Batı Anadolu’da, Kuşadası Osmanlı döneminde küçük bütçeli de olsa Ahiler tarafından kurulan vakıflar vardır. Bunlar genellikle yolcuların ihtiyaçlarını karşılamak için “ yol kavşaklarında, ıssız bölgelerde ve dağ başlarında”  kurulan zaviyelerin masraflarını karşılamak için tarım alanlarından elde edilen hâsılatlarla kurulan küçük vakıflardır. Kuşadası ve Güzelhisar sancaklarına tabi Ayasuluk’da “ Ahi Osman[8] ve Ahi Çuha zaviyeleri,”  Bozdoğan’da ise “ Ahi Yuvaş, Ahi Şatır ve Ahice zaviyeleri” , Tire’ de “ Ahi Hacı, Ahi İsrail zaviyeleri” , Birgi’de ise “Ahi Mahmud zaviyesi” en tanınmış  ahi vakıflarının kurdukları hayratlardır.

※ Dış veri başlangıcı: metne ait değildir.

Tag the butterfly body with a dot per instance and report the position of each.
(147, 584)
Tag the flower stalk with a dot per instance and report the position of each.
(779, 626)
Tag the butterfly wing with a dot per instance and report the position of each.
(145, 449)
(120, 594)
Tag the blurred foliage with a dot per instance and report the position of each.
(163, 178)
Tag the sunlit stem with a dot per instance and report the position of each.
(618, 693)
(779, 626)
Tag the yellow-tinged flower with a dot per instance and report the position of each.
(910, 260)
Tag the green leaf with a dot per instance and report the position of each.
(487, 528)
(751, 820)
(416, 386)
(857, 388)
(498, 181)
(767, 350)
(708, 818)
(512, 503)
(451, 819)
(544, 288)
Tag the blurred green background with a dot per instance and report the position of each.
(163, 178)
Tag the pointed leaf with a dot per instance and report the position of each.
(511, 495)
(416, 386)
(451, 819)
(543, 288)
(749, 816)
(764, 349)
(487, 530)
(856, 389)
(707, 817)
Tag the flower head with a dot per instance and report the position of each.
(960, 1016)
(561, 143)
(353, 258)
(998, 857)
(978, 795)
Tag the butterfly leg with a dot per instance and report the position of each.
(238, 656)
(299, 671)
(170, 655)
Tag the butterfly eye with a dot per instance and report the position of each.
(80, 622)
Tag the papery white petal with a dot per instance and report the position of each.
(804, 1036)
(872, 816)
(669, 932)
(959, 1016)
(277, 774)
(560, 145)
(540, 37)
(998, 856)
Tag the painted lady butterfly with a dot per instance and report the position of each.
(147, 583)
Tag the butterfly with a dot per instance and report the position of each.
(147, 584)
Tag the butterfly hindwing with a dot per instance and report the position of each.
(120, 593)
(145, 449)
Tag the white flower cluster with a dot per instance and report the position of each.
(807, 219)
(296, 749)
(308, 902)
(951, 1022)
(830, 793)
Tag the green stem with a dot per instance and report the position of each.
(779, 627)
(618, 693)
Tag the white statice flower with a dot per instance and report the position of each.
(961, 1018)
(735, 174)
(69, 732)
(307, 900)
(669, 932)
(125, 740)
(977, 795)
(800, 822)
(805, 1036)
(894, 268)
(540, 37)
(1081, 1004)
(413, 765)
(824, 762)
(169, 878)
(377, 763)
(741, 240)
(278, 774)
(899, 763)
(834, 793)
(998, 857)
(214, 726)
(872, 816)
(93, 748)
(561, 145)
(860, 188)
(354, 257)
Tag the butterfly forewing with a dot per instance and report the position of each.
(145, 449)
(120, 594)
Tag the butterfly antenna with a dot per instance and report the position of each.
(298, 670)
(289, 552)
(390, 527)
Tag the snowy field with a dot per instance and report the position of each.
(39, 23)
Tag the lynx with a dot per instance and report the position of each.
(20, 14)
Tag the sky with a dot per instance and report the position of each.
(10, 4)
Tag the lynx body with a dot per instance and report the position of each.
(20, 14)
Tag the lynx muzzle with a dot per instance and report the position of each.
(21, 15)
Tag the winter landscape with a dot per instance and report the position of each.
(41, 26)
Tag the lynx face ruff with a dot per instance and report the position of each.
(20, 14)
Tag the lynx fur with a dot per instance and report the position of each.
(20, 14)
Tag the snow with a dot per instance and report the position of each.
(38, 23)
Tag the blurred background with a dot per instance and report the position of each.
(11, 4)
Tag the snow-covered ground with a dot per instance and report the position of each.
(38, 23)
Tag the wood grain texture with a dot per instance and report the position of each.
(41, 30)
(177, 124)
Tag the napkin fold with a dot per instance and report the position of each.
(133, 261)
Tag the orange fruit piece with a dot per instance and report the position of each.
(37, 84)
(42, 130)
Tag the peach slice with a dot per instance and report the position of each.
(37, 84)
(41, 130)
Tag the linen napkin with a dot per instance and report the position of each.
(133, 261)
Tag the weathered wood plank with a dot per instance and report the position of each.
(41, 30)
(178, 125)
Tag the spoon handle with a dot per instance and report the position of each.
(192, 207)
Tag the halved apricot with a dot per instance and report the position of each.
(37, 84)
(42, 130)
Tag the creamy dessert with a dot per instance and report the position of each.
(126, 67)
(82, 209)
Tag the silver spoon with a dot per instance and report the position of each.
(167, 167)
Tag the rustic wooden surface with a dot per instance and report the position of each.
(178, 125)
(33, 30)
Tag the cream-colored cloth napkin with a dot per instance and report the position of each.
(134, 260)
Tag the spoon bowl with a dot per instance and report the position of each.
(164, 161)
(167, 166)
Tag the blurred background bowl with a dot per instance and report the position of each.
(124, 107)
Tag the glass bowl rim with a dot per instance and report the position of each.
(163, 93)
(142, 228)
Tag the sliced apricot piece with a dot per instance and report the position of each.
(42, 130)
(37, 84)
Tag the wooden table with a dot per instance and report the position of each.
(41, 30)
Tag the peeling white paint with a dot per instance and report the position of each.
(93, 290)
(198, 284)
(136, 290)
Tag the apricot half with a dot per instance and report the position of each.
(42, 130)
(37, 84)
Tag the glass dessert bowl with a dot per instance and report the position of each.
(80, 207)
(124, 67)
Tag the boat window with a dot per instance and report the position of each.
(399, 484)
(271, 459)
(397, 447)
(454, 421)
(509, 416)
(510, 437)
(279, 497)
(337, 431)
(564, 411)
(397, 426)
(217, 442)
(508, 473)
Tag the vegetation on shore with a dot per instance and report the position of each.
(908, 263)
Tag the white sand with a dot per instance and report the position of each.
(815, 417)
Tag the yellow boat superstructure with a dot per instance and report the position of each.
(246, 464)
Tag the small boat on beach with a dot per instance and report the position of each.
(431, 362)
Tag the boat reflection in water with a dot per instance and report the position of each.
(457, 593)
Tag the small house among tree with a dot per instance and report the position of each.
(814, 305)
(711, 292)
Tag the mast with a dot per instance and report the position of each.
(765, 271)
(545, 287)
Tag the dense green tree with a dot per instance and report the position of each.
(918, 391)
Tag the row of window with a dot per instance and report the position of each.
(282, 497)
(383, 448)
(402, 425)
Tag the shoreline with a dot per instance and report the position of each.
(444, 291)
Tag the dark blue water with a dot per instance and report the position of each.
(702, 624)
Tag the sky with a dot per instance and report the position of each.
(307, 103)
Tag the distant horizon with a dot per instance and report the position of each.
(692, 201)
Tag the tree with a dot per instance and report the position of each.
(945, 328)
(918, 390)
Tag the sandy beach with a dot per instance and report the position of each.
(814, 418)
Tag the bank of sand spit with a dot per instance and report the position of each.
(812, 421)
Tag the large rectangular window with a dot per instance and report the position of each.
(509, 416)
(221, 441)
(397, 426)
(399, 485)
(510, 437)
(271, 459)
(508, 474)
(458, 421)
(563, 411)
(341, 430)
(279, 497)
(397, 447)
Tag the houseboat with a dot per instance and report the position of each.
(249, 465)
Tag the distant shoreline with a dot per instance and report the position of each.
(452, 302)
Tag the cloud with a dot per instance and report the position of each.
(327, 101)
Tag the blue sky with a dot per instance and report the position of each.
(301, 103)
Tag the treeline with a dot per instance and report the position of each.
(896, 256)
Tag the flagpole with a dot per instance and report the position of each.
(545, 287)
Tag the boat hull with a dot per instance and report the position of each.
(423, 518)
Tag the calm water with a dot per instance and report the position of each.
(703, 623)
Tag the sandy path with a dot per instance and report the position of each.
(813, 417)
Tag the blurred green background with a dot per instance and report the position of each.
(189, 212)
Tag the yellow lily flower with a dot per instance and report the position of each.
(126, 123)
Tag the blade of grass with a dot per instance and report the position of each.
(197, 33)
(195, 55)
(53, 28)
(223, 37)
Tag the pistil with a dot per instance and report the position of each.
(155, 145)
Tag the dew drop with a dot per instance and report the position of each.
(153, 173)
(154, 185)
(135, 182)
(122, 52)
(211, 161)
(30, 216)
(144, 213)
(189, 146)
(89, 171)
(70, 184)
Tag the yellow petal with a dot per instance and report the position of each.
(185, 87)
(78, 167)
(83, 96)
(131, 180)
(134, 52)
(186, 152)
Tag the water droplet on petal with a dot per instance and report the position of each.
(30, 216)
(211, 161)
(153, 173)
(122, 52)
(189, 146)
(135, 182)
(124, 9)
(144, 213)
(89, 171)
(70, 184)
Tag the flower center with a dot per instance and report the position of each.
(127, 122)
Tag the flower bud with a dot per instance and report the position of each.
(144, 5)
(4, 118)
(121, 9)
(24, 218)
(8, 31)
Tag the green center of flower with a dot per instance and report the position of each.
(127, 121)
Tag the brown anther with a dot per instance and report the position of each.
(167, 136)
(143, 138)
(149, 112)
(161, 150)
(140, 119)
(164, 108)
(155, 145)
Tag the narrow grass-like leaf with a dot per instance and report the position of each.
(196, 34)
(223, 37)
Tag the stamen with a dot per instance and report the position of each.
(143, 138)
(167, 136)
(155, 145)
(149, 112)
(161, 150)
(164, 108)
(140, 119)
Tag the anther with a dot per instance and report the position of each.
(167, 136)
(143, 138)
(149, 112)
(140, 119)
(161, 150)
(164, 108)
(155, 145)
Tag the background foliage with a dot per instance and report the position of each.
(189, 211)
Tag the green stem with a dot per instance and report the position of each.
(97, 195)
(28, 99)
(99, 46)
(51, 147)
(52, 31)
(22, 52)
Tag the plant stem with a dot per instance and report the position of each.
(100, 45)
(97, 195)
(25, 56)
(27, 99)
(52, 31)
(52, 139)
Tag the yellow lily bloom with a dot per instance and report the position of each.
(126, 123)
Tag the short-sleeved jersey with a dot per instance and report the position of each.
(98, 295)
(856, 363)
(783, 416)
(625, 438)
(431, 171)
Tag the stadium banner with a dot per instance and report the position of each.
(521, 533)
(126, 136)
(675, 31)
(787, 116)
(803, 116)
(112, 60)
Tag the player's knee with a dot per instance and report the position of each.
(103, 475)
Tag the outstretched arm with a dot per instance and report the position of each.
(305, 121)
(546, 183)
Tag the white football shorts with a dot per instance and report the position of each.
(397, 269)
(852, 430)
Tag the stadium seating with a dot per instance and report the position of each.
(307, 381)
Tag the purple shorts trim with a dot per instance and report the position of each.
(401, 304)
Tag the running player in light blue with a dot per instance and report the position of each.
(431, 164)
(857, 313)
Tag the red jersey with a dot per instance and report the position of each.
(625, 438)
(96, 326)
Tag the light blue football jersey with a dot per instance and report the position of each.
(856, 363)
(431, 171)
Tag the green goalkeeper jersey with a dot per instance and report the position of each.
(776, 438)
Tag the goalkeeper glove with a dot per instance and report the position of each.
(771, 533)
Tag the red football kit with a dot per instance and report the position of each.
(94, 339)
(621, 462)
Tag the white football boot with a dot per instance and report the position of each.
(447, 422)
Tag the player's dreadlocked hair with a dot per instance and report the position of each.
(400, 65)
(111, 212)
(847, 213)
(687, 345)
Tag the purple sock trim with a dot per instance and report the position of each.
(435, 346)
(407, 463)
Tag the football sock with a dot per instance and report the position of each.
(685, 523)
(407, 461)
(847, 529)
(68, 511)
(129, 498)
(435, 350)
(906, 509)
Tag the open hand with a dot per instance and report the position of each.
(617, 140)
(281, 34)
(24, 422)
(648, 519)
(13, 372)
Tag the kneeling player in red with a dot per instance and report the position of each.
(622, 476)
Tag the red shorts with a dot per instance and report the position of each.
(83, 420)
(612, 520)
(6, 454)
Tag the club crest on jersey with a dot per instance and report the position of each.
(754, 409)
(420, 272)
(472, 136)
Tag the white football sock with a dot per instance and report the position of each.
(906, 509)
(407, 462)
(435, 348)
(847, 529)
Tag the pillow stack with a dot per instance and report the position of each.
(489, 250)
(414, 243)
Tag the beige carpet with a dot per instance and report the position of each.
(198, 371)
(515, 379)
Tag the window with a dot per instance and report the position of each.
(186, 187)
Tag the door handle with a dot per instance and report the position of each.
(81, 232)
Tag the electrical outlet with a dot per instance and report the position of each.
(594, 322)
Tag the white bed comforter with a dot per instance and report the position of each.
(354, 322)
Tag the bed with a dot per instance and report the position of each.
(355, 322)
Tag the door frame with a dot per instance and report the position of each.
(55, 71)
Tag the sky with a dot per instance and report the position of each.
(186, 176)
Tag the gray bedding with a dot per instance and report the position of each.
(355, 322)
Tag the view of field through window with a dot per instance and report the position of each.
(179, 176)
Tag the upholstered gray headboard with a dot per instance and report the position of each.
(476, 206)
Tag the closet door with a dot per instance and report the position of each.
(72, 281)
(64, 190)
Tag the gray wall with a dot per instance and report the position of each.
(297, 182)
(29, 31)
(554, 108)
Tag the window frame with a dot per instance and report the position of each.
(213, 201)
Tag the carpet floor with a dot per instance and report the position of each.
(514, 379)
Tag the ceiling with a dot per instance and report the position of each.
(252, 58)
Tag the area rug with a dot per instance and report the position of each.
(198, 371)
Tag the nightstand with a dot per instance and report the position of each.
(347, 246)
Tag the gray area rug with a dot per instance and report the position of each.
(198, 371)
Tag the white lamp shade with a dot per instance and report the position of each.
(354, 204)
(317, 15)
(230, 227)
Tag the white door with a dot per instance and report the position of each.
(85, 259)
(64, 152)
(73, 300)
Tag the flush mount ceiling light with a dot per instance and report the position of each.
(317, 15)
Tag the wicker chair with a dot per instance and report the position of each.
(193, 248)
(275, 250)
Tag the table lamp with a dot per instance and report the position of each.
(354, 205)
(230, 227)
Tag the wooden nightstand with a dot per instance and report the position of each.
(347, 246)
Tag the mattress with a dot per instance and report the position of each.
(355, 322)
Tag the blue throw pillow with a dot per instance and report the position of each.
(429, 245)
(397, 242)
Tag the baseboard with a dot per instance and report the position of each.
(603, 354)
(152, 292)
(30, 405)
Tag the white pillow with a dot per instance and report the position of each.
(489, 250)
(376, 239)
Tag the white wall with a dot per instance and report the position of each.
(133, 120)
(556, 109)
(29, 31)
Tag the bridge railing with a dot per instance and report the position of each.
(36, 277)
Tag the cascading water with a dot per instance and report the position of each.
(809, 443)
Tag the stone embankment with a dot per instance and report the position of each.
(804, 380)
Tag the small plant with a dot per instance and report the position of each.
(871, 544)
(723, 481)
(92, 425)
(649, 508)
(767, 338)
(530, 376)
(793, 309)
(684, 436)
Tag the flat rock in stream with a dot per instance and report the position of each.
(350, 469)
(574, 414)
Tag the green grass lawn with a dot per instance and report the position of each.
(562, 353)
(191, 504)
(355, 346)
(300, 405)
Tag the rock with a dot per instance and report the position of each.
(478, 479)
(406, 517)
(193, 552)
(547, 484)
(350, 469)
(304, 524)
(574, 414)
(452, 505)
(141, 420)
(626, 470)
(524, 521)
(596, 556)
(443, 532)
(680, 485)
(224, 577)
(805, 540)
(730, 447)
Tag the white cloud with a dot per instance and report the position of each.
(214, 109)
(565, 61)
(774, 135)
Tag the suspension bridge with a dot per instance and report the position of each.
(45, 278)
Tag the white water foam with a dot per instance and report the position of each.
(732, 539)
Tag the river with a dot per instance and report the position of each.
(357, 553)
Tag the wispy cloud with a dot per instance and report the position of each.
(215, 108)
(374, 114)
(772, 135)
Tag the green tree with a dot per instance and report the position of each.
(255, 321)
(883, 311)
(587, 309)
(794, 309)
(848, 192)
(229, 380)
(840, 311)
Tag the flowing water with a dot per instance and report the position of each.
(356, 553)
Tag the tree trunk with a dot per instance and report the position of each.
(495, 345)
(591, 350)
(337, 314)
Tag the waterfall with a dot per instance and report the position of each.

                             
Kuşadası’na dericilik mesleğini Ahilerin getirdiği,  asırlarca kentimizde tabakhanelerin ürettiği derilerin hem yurt içinde, hem de yurt dışına gönderildiği bir vakıadır. Osmanlı döneminde Kuşadalı tabaklarının ürettikleri derilerin çok revaçta olduğu ve en önemli alıcısının da İstanbul olduğu kayıtlarda yazılıdır. Osmanlı arşivlerinde “ Kuşadalı debbağların “ ürettikleri “ siyah lök [9]sahtiyan” derisinin çok rağbet gördüğünü ve hiç yere satılmadan direk İstanbul’a gönderilmesi istenmektedir. 29 Safer 1230/ 10 Şubat 1815 tarihli Osmanlıca arşiv belgesinde “ Şumnu ve Kuşadası’nda debbagat olunan lök siyah sahtiyanın Eflak, Boğdan ve sair taraflara gönderilmeyip cümlesinin İstanbul'a gönderilmesi” emredilmektedir.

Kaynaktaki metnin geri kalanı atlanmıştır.